The general licence specified that even imports of Iranian oil and petroleum products to ports in the US would be authorised.
However, a report by maritime intelligence firm Windward said China has so far remained the primary destination for Iranian cargo, with 90% of Iranian crude exports destined for the country. More than 150 million barrels were en route to China as of March 24, it said.
Vortexa, which estimated there to be around 161 million barrels of Iranian oil on the water as of March 22, said China “will likely remain the key destination for Iranian crude on water, with limited scope to broaden the buyer base for now”.
One issue is that trading Iranian oil would likely remain a breach of restrictions in other jurisdictions, including the EU, UK and Switzerland, which maintain sanctions on the National Iranian Oil Company (NIOC), noted David Tannenbaum, director of Blackstone Compliance Services.
Another is that the NIOC has repeatedly been referred to in US Department of Justice enforcement actions as an agent or affiliate of the Islamic Revolutionary Guard Corps, which is designated as a foreign terrorist organisation.

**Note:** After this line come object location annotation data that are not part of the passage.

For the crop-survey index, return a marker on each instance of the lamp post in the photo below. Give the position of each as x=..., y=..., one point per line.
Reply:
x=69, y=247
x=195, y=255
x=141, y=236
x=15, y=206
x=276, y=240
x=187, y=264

“This means that a US person utilising this license could theoretically be charged with the myriad of crimes associated with terrorism,” Tannenbaum said.
There has been speculation the move could impact other trade corridors. Kpler analyst Sumit Ritolia suggested last week that India – which prior to 2018 was a significant importer of Iranian crude – could emerge as a “key demand centre to watch”.
The country quickly grew imports of Russian crude after a separate US sanctions waiver earlier this month, and Bloomberg reported on March 24 that India’s Reliance Industries had purchased 5 million barrels of Iranian crude from the NIOC.
Kpler’s Ritolia also suggested that larger Chinese oil companies and state-owned enterprises – rather than the so-called teapot refineries that usually import Iranian crude – could also add demand, as could other Asian countries.
But in the immediate term, Kpler said that “ongoing constraints in payments, shipping and counterparty trust are likely to deter new buyers, keeping flows concentrated through existing channels”.
The general licence did not address financial flows associated with sales of Iranian oil, but Bessent’s statement said Iran “will have difficulty accessing any revenue generated”.
Policy organisation United Against Nuclear Iran, which is chaired by former Florida governor Jeb Bush, noted that the US previously imposed “strict ringfencing” on payments for Iranian oil after the Trump administration withdrew from the Iran nuclear deal in 2018.
Funds would have to be deposited into restricted accounts in the buyers’ domestic banking system and were not freely transferable to Iran.
United Against Nuclear Iran argued the latest waiver “should be understood as operating within the same framework”.
Tannenbaum said he had hoped to see similar measures taken, but said the general licence “contains no such requirement”.
“There is little in this licence to prevent the Iranian government from benefiting from it,” he said.